The State Food and Drug Administration (SFDA) announced on Sunday that China produces five drugs that can be used in four different combinations to treat AIDS patients.
According to the SFDA report, if the patients use domestic medicines, their expenditure for the treatment will be around 3,000 yuan (US$362) annually, or one-tenth the cost of using imported medicines.
This substantial reduction is definitely worth a salute, especially for a country with 840,000 carriers of HIV, the virus that causes AIDS, and 80,000 full-blown cases of the disease.
Affordable drugs provide a substantial degree of relief for the patients, and that is why the authorities, including SFDA, are making efforts to facilitate the production of anti-AIDS medications in China.
Now that the prices of the pills are much more reasonable, it is hoped the treatment can cover more patients.
But cheaper drugs are not enough.
According to official statistics, China's farmers, who account for 60 per cent of the population, had an average annual net income of only 2,622 yuan (US$316) in 2003. If a farmer becomes an AIDS patient, there's a very good chance he can't afford medical treatment.
It's a fact that most AIDS patients are financially disadvantaged because of their illness, and few are able to scrape out even the average level of income.
As a matter of fact, given the country's real situation, the medicine can never be cheap enough for every AIDS patient, even if further price cuts are made.

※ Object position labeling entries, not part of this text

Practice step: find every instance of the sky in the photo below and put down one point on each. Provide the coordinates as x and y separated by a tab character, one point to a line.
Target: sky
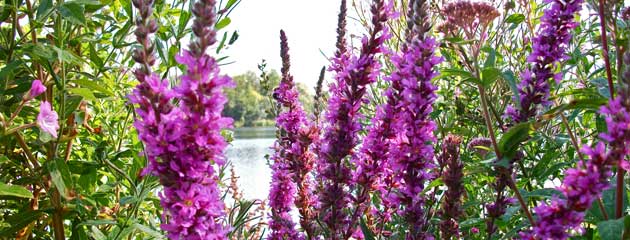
310	27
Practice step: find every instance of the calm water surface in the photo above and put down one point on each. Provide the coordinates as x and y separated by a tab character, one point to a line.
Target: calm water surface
247	153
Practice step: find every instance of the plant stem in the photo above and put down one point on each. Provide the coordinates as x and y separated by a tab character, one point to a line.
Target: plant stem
511	184
27	150
611	88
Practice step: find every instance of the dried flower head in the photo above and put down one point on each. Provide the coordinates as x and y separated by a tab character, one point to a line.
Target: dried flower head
468	16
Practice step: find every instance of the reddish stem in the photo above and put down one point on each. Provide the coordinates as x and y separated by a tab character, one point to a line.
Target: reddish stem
611	88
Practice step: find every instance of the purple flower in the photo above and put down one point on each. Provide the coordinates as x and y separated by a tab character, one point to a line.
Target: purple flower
410	157
353	74
480	145
292	160
47	119
181	128
37	88
411	154
549	48
583	184
452	175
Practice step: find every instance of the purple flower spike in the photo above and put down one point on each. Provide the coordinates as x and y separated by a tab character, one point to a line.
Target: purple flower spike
583	184
181	128
292	160
47	119
411	157
353	74
549	49
37	88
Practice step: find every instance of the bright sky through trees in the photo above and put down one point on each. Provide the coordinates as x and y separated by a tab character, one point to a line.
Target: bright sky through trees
310	27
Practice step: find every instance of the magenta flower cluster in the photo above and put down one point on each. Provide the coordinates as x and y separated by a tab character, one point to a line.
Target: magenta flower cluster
583	184
181	129
292	160
353	75
412	155
549	48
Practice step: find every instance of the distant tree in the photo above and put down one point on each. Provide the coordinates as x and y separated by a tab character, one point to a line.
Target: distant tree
247	103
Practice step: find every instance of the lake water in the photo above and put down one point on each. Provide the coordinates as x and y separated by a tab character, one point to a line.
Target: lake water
247	153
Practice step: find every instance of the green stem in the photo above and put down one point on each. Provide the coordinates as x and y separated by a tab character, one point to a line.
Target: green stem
511	184
611	89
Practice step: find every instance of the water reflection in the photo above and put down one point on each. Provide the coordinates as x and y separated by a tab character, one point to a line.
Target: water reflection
247	153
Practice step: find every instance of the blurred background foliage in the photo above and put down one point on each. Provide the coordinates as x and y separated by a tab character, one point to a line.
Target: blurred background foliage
89	178
87	183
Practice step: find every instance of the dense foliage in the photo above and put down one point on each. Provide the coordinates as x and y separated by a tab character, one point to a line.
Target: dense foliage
248	102
442	120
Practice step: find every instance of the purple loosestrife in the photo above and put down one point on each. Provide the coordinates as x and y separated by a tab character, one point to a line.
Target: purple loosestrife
47	119
411	154
549	49
480	145
183	142
342	120
37	88
585	183
292	160
452	176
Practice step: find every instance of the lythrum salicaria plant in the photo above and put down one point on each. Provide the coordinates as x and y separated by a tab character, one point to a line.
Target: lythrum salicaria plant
583	184
411	156
452	174
180	127
352	76
292	159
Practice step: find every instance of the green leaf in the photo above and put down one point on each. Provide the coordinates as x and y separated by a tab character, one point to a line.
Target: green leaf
60	176
14	191
510	79
92	85
492	57
151	232
73	12
19	221
453	72
45	6
222	43
72	103
119	37
489	76
98	222
611	229
433	184
183	22
543	193
83	92
233	38
94	57
608	197
10	68
510	141
516	18
367	233
223	23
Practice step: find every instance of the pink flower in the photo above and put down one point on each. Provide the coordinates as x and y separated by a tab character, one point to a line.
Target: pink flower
48	120
37	88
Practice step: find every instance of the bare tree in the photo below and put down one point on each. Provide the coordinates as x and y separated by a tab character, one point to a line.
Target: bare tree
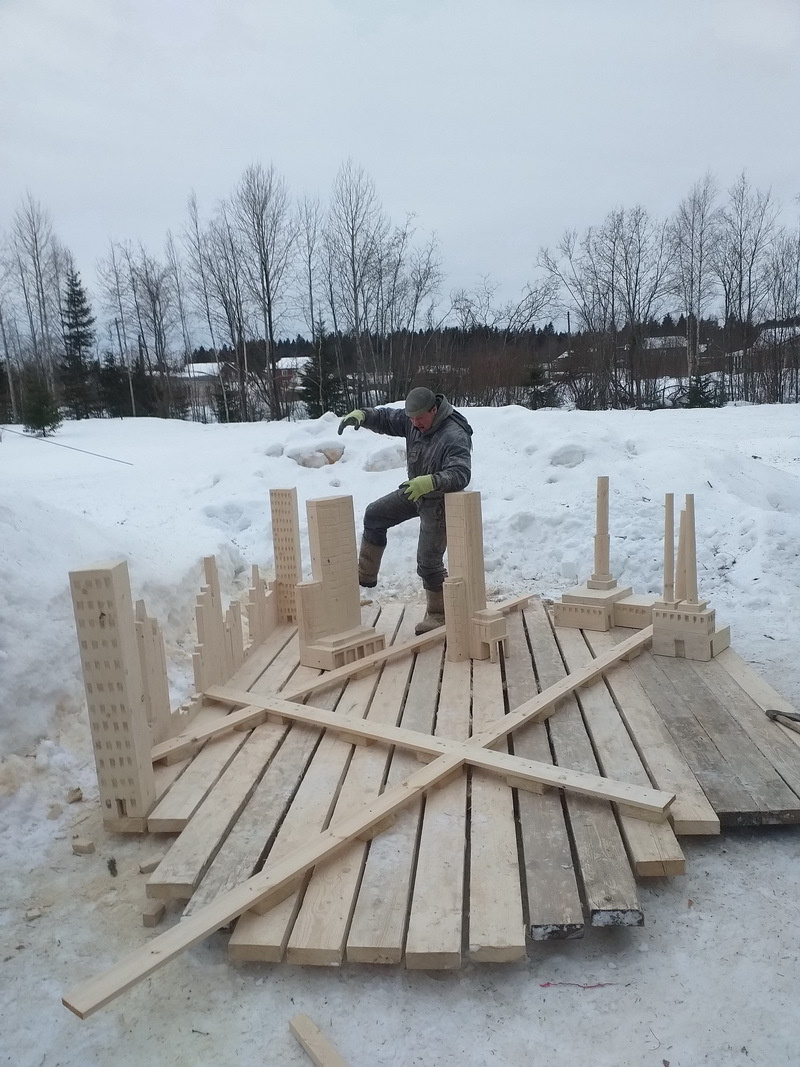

In April 2003 the government launched a project under which AIDS patients in poverty-stricken provinces could receive free drugs, but the dropout rate reached 20 per cent after six months.
The expert leading the project attributed the dropout to the lack of trained medical workers, inadequate varieties of available drugs and the patients' fear of potential side-effects from the treatments.
AIDS is not an illness that can be cured simply by taking pills. Adequate medical networking, informed medical workers and support from the patients themselves must be in place for any treatment to have a real impact.
Besides the medical aspect, AIDS patients and HIV carriers also need other kinds of support.
Sympathy and understanding may be too much to ask for from most people, but at least discrimination and prejudice should be fought.
Though Premier Wen Jiabao shook hands with AIDS patients last December, examples of police officers being reluctant to touch a pen or desk used by HIV-positive suspects are still too common.
We applaud cheaper drugs for AIDS patients, but we also look forward to more support for HIV carriers and AIDS patients, that will benefit the whole society.